The severity of the injuries mean most horses are with us 6-12 months for the healing and rehabilitation part of their stay, and then are available for adoption to qualified homes in Lee and Collier County. We need both stalls, small paddocks and large areas as the horses go thru this process. Most of our horses suffer injuries and arthritis related to those injuries, having them in small stalls and paddocks without the ability to move sufficiently makes arthritic conditions worse. The very best thing is for them to be outside moving as much as possible. We need dry areas and shelter/shade for them, in addition to a barn for the critical cases when they arrive.
Judith Cohen Youth Center comes to Track to Trail
We were delighted to be able to host a group of 14 children from the Judith Cohen Youth Center at our training facility. What smart intuitive kids!

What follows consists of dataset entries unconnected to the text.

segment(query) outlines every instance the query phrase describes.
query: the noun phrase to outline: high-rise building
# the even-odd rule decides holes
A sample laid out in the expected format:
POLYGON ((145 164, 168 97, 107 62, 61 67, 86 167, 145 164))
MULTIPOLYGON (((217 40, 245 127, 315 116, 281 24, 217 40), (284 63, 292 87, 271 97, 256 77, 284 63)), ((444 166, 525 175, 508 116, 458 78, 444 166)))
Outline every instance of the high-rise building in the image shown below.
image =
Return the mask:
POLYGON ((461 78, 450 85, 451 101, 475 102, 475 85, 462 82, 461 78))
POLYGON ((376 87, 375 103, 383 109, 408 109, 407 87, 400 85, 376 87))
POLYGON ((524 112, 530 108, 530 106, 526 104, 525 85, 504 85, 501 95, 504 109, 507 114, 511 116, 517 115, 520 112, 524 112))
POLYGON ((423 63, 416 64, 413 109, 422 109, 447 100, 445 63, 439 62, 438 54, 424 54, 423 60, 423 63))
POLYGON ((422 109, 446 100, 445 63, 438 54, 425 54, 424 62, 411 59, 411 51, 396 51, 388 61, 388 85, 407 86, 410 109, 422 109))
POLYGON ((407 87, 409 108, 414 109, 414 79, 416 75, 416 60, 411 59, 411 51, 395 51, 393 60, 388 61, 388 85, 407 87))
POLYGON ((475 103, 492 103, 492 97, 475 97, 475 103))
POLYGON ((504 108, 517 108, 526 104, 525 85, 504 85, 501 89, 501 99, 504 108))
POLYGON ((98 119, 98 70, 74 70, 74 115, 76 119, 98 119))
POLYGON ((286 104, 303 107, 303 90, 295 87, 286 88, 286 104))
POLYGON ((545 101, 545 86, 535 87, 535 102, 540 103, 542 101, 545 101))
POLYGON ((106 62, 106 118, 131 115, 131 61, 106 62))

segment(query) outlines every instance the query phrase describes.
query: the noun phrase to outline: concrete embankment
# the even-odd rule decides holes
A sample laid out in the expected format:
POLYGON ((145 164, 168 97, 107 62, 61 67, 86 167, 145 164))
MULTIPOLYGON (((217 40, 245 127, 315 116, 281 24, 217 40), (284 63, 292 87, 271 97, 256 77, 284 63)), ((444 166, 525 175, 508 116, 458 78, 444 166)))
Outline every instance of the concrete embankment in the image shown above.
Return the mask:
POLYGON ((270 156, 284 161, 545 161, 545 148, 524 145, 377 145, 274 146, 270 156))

They arrived with no prior experience and learned to help and worked w our volunteers to halter, lead, feed, groom, bath and work with horses. It was amazing how quickly they caught on and how much they really formed bonds not only with the horses but each other as the day progressed. Team work, compassion, grit. They had it all. So proud that we are able to offer programs like these while fulfilling our mission to help rehabilitate and rehome ex racehorses and other horses in need. Our hearts were overflowing… Thanks to Hilary Shore, Executive Director and all the staff at JCYC for making this possible!